HHTN: Is there a way to harness the enthusiasm that older people seem to have for social technology for home health technology?
CHOPIK: If you can show them why it’s important—that it’s useful, it can improve people’s lives, it’s easy to use once they get the hang of it—that would be hard to turn down.
HHTN: Why do you think older adults are less open to learning about and using home health technology but, as your study shows, are embracing social technology?
Chopik: While there are more older adults who are open to social technology than you would think, they do note some drawbacks. With home health technology, it could be because they think it involves overcomplicated data. If they could see the utility of the technology they might be more open.
HHTN: Do you think there’s a danger that social technology, or technology in general, will replace the “personal touch”?

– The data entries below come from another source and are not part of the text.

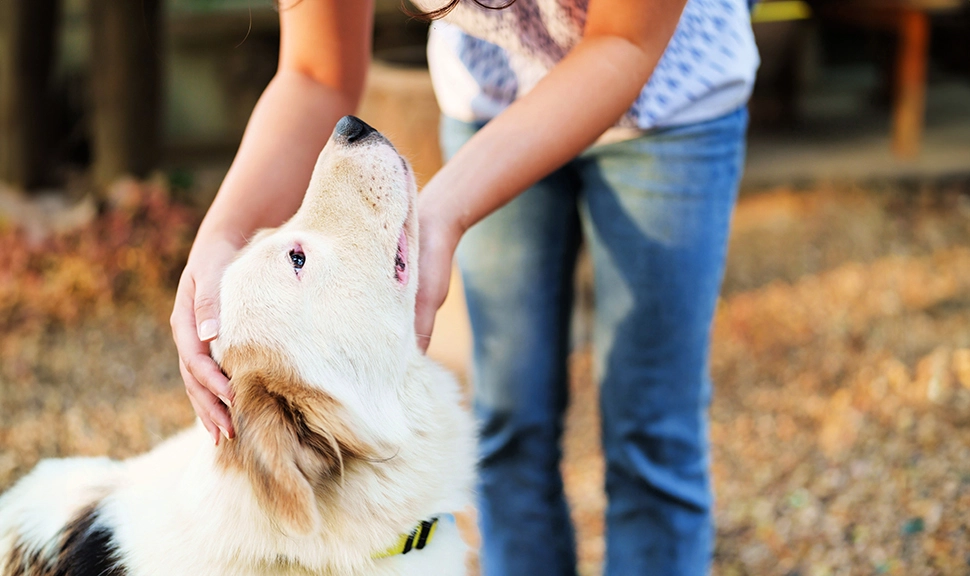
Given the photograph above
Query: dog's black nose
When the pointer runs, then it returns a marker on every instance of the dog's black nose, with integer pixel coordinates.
(353, 129)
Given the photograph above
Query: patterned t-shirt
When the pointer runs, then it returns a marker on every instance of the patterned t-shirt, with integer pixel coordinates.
(481, 60)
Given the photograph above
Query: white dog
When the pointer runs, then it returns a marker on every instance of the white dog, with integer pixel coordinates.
(351, 450)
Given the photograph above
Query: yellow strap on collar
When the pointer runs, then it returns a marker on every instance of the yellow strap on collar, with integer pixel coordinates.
(417, 539)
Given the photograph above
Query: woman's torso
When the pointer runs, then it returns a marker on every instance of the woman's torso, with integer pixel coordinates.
(481, 60)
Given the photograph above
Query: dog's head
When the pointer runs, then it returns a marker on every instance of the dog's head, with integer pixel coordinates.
(338, 280)
(317, 324)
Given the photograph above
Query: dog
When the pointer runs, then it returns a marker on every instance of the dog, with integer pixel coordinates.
(352, 448)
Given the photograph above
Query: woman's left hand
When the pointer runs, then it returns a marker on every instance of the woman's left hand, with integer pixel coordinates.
(438, 238)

Chopik: I think there is evidence on both sides. There is definitely the camp that thinks technology is the bane of human existence and it’s driving us apart, but there is also the camp that thinks technology absolutely benefits us. Technology can drive us further apart, but there are definitely lots of opportunities to connect. If someone is using social technology to avoid personal connection then that’s a problem, but if it’s being used to supplement a healthy life, then it’s probably OK.
HHTN: Do you ever see a time when a physician would prescribe social technology as a home treatment for depression or a chronic condition?
CHOPIK: I could see a physician suggesting the use of social technology as a supplement, as part of treatment for depression or a chronic condition. It could be a good tool for that. Much support for that can be found in online communities and there are many mobile apps out there that are helpful.